Today's topic is dating...what to do and what not to do. Now this is obviously based on my experiences with men or my gfs experiences that I witnessed.
A little background...I was 17 when I started dating. I've never married and I'm in my early 40s.
1. Do NOT allow the other person to belittle you or talk to you disrespectfully. (or your friends)
2. Do NOT start lending the person money. Now it's okay to help someone out sometimes (and I do mean SOMETIMES) but...if someone is not a good steward over their own money, they won't be a good steward over yours. Besides, how are you going to feel when they don't pay you back and then things don't work out? (like a fool)
3. Do NOT let our SO get away with flirting with your friends, your co workers, etc. Anybody that exhibits that type of behavior is almost 1000 percent certain to cheat on you. (with one of those same folks)
4. If he/she is not calling you on a regular basis and seeing you on a regular basis, they are not into you and could possibly be using you. (see #3) If someone like you, they 'gotta' see you and they most certainly 'gotta' talk to you. Don't accept that I'm busy bullshit. There is a cell phone in just about everybody's pocket...they could have called you several times a day.

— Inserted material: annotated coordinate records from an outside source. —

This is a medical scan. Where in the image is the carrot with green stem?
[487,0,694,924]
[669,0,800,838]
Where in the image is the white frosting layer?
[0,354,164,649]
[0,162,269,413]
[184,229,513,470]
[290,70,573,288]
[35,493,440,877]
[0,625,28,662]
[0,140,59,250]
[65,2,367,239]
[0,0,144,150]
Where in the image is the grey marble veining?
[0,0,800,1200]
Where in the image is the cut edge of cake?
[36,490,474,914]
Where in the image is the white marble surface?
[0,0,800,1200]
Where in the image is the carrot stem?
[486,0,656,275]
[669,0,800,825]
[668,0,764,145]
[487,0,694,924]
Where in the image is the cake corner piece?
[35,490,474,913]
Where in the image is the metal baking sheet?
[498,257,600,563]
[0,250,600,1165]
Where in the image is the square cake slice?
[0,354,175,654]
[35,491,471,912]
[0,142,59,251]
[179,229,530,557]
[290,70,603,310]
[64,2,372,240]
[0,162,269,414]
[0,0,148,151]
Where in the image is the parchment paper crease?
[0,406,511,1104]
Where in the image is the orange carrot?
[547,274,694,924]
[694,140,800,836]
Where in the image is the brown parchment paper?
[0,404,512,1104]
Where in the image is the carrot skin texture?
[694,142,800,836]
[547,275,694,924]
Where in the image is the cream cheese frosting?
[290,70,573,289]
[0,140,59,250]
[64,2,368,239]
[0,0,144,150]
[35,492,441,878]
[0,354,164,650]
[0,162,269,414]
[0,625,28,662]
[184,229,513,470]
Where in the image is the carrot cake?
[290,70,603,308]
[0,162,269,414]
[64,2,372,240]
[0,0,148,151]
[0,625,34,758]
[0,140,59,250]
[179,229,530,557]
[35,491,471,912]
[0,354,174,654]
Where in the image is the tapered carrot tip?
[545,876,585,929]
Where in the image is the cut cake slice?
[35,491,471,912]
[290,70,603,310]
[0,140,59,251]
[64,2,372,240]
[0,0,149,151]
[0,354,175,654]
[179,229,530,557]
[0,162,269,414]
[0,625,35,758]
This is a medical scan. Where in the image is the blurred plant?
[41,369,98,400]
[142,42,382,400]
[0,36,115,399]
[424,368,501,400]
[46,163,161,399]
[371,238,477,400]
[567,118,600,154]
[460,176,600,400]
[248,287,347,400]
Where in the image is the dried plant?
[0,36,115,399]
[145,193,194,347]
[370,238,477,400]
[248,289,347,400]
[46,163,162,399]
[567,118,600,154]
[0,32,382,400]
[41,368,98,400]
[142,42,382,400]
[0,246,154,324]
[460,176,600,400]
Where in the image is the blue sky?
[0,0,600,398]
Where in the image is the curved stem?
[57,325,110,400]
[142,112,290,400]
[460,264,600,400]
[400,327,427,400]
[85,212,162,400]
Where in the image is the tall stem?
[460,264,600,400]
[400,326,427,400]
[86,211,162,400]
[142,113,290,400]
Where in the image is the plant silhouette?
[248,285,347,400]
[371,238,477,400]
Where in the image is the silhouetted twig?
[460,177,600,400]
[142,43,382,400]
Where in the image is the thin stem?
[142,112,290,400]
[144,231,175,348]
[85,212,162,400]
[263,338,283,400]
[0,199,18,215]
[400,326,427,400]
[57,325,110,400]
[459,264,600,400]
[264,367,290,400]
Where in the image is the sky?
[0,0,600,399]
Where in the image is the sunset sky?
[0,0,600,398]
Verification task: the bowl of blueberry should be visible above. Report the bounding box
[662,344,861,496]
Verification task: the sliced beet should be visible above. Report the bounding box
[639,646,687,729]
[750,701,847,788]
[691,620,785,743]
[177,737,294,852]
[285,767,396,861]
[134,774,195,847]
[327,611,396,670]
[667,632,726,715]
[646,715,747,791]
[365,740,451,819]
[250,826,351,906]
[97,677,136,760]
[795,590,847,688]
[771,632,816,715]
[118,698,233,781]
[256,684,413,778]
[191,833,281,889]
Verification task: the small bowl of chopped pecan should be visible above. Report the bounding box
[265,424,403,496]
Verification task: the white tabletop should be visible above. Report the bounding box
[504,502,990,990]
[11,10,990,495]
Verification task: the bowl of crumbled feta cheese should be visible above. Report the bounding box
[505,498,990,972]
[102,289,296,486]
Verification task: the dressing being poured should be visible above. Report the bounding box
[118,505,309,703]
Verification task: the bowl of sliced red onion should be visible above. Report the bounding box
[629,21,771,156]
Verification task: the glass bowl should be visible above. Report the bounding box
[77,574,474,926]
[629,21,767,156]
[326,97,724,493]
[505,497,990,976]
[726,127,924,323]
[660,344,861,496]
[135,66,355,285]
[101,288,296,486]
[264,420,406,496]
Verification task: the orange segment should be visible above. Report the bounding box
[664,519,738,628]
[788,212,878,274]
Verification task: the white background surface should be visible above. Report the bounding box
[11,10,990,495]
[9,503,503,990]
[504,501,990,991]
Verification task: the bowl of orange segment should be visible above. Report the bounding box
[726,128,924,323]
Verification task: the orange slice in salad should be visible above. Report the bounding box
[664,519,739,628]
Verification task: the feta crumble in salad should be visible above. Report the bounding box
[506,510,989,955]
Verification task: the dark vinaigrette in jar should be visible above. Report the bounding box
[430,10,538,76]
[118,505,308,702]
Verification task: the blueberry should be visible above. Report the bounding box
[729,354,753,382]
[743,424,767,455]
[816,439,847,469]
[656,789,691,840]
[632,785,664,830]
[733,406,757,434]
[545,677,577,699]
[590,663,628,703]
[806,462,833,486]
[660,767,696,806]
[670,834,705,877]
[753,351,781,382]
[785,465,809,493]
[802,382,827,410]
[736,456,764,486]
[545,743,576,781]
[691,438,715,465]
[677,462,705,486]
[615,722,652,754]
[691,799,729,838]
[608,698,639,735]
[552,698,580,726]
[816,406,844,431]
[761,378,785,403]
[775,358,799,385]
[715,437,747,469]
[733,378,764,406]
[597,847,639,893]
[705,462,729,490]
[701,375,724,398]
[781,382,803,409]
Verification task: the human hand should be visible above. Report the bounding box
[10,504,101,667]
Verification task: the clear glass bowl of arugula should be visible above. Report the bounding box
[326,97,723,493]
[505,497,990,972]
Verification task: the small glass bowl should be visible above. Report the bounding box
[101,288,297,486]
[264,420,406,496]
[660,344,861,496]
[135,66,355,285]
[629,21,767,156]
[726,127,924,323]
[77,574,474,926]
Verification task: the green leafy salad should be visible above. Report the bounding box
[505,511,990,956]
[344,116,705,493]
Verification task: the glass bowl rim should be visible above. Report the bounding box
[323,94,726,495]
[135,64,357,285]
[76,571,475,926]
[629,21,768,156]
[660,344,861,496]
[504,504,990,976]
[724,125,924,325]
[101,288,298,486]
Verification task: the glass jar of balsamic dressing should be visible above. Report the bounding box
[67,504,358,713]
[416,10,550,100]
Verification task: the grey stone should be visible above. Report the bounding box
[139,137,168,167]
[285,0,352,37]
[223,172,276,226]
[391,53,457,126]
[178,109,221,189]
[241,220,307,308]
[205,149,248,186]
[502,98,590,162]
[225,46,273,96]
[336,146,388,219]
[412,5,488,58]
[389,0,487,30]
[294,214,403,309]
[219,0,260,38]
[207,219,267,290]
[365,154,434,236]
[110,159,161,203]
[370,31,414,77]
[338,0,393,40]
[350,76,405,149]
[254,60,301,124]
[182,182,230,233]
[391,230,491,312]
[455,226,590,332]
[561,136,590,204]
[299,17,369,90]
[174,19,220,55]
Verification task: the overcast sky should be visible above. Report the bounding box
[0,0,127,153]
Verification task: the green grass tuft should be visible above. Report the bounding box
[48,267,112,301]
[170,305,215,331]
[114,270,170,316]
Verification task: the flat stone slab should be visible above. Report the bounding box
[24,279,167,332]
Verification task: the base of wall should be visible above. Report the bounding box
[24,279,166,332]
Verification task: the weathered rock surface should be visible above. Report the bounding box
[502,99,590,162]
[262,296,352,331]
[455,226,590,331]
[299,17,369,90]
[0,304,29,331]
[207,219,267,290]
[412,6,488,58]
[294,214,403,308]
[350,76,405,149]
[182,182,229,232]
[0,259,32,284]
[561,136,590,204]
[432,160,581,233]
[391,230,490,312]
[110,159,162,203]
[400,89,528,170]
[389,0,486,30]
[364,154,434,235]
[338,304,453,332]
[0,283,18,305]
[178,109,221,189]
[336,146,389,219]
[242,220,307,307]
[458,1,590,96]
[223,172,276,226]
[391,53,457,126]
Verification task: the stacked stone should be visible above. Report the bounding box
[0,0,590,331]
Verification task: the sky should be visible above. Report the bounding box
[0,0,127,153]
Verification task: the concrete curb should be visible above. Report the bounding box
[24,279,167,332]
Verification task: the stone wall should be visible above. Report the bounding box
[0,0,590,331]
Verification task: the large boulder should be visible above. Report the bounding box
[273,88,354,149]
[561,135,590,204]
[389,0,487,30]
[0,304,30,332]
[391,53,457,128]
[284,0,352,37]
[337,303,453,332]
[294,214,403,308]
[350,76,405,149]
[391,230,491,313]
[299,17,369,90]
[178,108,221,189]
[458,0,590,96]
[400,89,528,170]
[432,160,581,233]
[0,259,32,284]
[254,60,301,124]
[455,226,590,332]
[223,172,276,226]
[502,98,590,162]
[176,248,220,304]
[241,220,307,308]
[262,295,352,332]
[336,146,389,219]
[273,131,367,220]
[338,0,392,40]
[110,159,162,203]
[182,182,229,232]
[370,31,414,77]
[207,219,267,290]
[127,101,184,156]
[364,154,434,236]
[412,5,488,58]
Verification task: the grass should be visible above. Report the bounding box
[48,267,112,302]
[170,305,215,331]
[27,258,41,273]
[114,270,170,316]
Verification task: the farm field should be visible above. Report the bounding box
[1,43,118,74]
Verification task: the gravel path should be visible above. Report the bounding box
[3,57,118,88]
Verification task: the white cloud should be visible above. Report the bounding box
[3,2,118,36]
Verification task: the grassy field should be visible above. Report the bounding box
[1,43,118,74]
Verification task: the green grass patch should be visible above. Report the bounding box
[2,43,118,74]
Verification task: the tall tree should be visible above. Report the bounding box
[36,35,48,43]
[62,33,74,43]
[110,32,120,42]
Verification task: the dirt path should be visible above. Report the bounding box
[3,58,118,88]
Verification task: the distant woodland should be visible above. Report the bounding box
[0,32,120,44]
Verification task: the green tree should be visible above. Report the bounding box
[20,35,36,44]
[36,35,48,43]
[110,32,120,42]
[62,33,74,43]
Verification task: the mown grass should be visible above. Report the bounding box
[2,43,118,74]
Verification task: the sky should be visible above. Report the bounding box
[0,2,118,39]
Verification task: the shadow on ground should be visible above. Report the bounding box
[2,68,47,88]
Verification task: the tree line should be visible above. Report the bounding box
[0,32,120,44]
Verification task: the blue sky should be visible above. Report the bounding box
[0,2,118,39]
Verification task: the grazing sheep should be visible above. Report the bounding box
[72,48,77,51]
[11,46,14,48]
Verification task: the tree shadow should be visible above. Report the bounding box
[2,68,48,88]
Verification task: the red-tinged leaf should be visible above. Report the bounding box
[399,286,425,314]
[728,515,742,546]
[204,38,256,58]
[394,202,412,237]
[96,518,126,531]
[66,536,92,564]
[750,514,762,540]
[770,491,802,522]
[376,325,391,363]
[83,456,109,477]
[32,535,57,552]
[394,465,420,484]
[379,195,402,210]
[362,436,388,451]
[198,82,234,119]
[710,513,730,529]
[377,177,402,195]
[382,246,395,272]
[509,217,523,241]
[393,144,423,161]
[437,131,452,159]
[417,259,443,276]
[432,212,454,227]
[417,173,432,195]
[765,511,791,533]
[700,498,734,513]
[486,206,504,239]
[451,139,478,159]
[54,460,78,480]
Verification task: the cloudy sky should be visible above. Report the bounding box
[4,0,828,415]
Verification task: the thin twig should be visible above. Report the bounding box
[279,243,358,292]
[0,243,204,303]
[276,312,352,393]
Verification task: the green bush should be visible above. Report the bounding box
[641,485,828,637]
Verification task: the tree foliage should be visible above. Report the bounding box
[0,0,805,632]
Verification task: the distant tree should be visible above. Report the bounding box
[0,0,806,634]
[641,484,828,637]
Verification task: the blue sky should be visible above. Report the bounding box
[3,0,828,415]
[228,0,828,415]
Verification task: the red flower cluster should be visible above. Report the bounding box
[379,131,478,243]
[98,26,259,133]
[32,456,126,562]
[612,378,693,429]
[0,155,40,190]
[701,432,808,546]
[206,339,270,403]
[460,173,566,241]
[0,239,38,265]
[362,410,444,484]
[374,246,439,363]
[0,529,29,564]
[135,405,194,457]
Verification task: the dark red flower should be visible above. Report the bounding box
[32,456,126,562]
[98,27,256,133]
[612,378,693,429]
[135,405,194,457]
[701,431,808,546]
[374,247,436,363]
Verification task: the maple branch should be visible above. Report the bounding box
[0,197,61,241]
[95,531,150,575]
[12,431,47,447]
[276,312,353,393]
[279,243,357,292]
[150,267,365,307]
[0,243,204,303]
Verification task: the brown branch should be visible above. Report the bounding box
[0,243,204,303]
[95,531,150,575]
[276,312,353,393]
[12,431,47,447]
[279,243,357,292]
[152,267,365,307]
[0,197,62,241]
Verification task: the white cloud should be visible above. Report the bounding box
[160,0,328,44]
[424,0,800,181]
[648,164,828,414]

This leads to the next one...
5. There is nothing wrong with texting and emailing your SO but...if that is the main way you communicate, it is unacceptable. Ask yourself why this person is NOT calling you or seeing you...and see #4.
6. What type of things do you do when you spend time together? If the answer is sex and sex alone....STOP . This person is not interested in YOU but is very interested in your skills. (which I congratulate you on...but I digress) Seriously, if this person is not going....bowling, movies, out to eat, to a house party, etc with you and only comes over for a vid rental and some horizontal mambo...get rid of them OR keep them, demote them concubine status and go shopping for love. (when you meet someone real....dump them immediately) Of course it would be better if you just leave the person alone long before you start shopping again but I had to throw in an option for those of you are weak in that area.
7. Do NOT compromise who you are to fit what this person wants. If the person that you are with is trying to change you (and I don't mean things that make you better like going back to school, eating better, getting more sleep and ish like that).....you have to wonder if they like you in the first place. Who are they trying to make you over to be? If a person likes you, they accept you for who you are. They have to decide (and so do you ) that they can live with all of your quirks before they move forward. Speaking of change....
8. I heard an old saying that you can't turn a ho into a housewife. Hey this works for men and women. Why are you trying to make a person into something that they are not? If he/she is the noncommittement type....stop trying to change them into the Queen or King that you have made them up to be..in your own love blind mind. You think that if you just wow them with all of your magnificance, they will love you sooooo much that they will want to change. This may work, but the chance of it is very very slim. Why would you waste your precious time and your even more precious love on that type of foolishness? You need to be in the very opposite direction of wherever this person is going.